With the Federal Communications Commission (FCC) slated to vote on Chairman Ajit Pai's plan to kill net neutrality on Dec. 14, open internet advocates and free press groups participated in planned protests on Thursday at congressional offices and more than 700 Verizon stores in all 50 states, plus D.C.
|Tweets about #StoptheFCC OR #NetNeutrality|
Ahead of the day of action, BattlefortheNet.com, Demand Progress, Fight for the Future, and Free Press Action Fund partnered to launch a website featuring an interactive map to help supporters locate demonstrations in their area as well as a three-page guide for organizing protests.

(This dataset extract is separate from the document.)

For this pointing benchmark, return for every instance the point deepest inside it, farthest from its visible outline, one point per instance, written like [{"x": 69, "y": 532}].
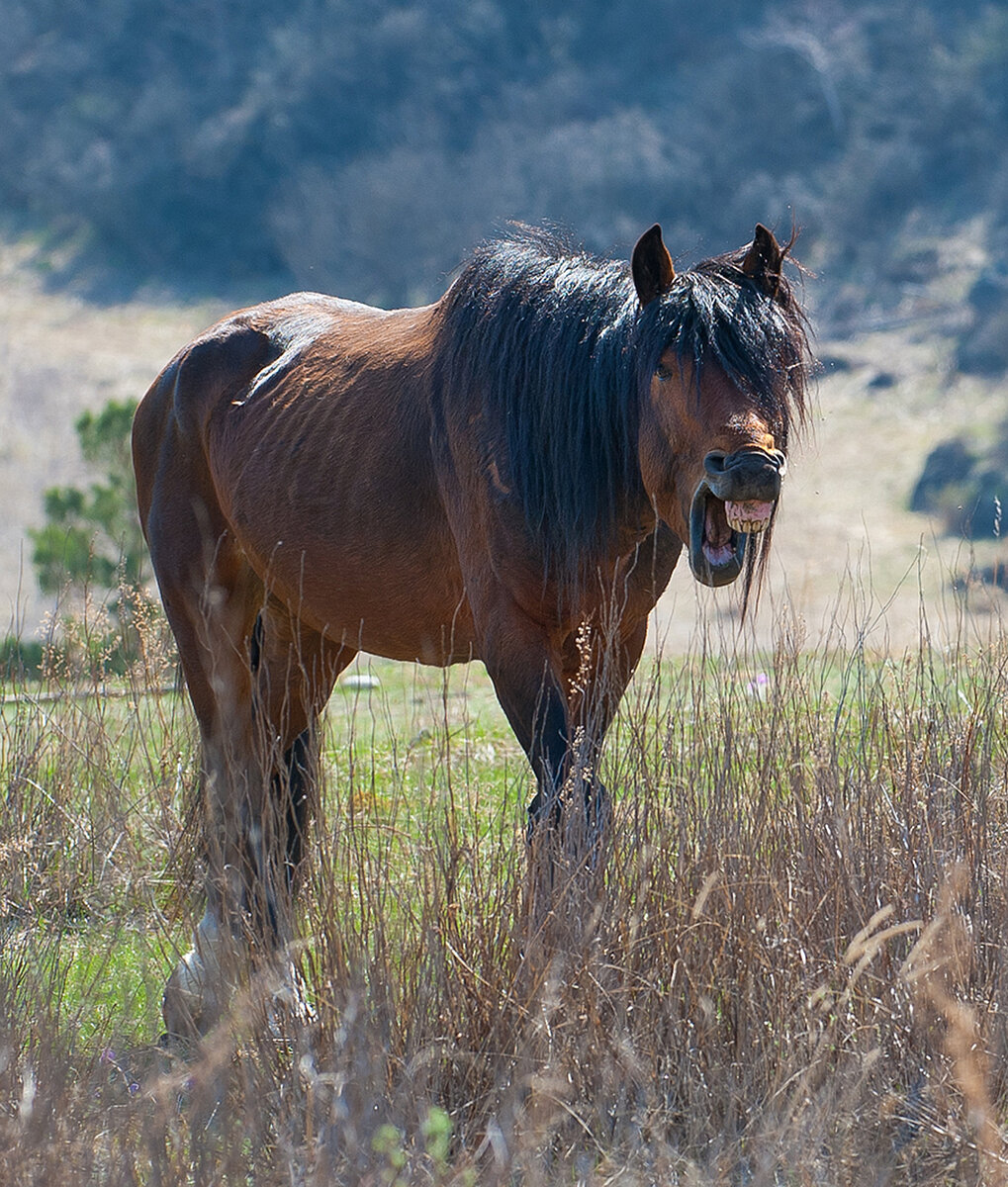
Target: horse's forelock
[{"x": 556, "y": 345}]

Protesters are targeting Verizon because Pai is a former lobbyist for the company, which has—along with major internet service providers (ISPs) Comcast and AT&T—invested heavily in pressuring lawmakers to support policies that benefit telecom companies at the expense of consumers.
Despite the ongoing lobbying efforts, those who have helped organize the demonstrations remain hopeful that widespread outrage over Pai's plan could push members of Congress to take action to protect net neutrality.

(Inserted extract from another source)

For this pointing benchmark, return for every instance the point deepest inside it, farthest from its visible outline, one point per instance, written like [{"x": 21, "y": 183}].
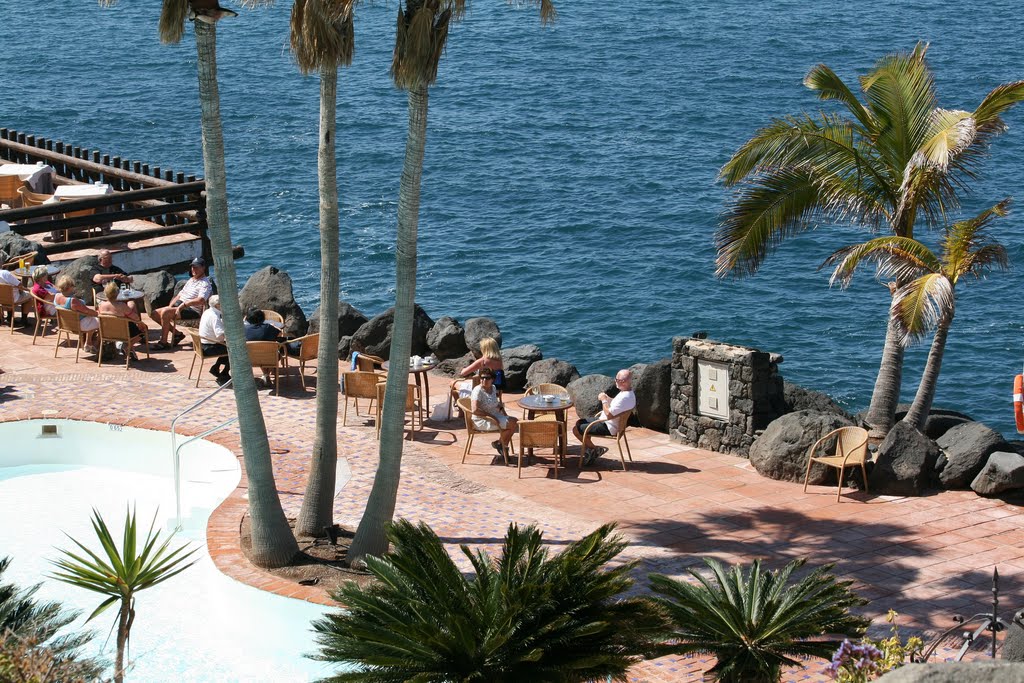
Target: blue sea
[{"x": 569, "y": 181}]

"Under Pai's leadership the FCC has made a mockery of our democratic process," said Fight for the Future campaign director Evan Greer. "With a rogue FCC commissioner blatantly captured by the industry he is supposed to provide oversight for, Congress must do their job and take action to stop the FCC vote on Dec. 14."
"Despite the outpouring of support for net neutrality, the three men who make up the FCC's majority remain determined to ignore the democratic process and take away the rights of internet users," said Free Press Action Fund field director Mary Alice Crim, referring to the FCC's three Republican commissioners.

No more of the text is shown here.